Mais de 26 mil mulheres sofreram abuso nos primeiros seis meses do último ano – foram mais de 24 mil no intervalo em 2020

Para fechar os dados, 57% dos brasileiros conhecem alguma mulher que foi vítima de ameaça de morte pelo companheiro atual ou pelo ex, o equivalente a mais de 91 milhões de pessoas.

Todos os números são do Fórum Brasileiro de Segurança Pública (FBSP), divulgados em dezembro de 2021. 

COMO INTERROMPER O CICLO DA VIOLÊNCIA 

As estatísticas falam por si. Ser mulher no Brasil é viver em perigo constante, 24 horas por dia, 7 dias por semana, 365 dias do ano.

Tornar este lugar uma nação plenamente democrática passa pela interrupção desse ciclo de violência.

É algo que deve estar em plano de política de Estado – a exemplo de políticas públicas de saúde e educação. É preciso transformar essa realidade.

A pergunta é: como?

Além de ações estruturais de Estado (importante lembrar da Lei Maria da Penha, marco que completou 15 anos em 2021), é fundamental que haja engajamento de todos – sociedade civil, agentes sociais, empresas, formadores de opinião – para mudar esse trágico cenário

Combater a violência contra a mulher tem de constar como prioridade para uma ainda frágil democracia como a brasileira.

Iniciativas como Think Olga e Think Eva, Não Me Kahlo e Tamo Juntas são ótimos exemplos de como a sociedade, sobretudo as mulheres, pode atuar com assertividade para modificar esse panorama. 

A TECNOLOGIA COMO ALIADA NO APOIO A MULHERES EM SITUAÇÃO DE VULNERABILIDADE

Como já pontuei, esse ciclo é ininterrupto. Essencial reforçar a compreensão de que toda e qualquer mulher habitante do Brasil está ameaçada por uma vulnerabilidade cotidiana.
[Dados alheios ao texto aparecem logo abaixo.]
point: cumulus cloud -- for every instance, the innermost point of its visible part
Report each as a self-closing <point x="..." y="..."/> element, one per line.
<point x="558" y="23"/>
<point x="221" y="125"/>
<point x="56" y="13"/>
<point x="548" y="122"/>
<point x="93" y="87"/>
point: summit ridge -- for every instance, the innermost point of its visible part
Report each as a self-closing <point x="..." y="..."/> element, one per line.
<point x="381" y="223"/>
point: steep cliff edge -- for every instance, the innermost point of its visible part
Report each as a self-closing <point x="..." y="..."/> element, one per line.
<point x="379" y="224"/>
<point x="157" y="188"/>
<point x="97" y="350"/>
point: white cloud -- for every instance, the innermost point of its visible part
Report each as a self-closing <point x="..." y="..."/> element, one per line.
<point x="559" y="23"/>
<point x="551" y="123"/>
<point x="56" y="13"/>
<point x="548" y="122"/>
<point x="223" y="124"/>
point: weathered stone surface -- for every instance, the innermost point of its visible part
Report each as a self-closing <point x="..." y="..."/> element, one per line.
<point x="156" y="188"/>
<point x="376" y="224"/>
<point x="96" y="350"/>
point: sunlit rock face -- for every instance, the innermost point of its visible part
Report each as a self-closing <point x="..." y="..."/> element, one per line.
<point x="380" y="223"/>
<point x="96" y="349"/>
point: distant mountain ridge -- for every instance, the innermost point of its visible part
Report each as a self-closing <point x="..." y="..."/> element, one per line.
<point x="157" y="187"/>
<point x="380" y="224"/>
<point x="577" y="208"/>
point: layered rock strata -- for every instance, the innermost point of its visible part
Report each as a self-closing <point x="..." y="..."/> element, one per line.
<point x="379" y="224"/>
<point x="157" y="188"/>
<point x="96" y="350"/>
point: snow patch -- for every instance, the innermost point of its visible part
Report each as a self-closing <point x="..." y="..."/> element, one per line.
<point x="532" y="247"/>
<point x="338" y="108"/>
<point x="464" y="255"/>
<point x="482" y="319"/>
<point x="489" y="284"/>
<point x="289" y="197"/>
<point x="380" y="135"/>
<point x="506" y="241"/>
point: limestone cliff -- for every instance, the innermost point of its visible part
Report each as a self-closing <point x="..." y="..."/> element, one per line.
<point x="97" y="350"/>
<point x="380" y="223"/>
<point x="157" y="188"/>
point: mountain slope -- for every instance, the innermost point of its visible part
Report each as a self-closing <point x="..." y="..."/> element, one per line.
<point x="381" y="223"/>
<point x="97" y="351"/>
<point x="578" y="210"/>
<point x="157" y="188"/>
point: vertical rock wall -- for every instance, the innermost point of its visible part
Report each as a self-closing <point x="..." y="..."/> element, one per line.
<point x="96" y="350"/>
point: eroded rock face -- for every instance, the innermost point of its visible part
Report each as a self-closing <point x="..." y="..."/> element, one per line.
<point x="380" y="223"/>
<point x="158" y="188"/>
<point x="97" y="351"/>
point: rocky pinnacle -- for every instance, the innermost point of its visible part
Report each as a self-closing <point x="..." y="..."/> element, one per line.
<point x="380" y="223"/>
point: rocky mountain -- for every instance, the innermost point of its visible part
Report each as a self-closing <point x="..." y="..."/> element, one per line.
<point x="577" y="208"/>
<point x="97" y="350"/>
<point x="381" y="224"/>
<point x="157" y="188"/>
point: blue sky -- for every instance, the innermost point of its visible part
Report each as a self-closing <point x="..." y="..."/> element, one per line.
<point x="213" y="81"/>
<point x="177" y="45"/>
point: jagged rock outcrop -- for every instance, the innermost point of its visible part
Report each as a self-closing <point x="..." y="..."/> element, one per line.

Na rua, no carro, no trabalho, em casa. Sim, nem em casa estamos seguras, muito pelo contrário – como escancaram os dados do FBSP. 

Um dos caminhos passa por fornecer às mulheres ferramentas para que elas se sintam amparadas e seguras ao longo do dia.

Desde a época da fundação, do planejamento e da gestão do SOS Mulher, plataforma que desenvolvi em parceria com a Secretaria de Justiça e Cidadania do Estado de São Paulo, focado em mulheres em situação de vulnerabilidade social, penso em criar algo que possa auxiliar no suporte e na cobertura no cotidiano de todas

À época do SOS Mulher, a promotora Gabriela Manssur começou a desenvolver o projeto Justiceiras, que consiste em ajuda via WhatsApp, e já havíamos conversado sobre a possibilidade de desenhar um “mapa de violência” para poder proteger as mulheres.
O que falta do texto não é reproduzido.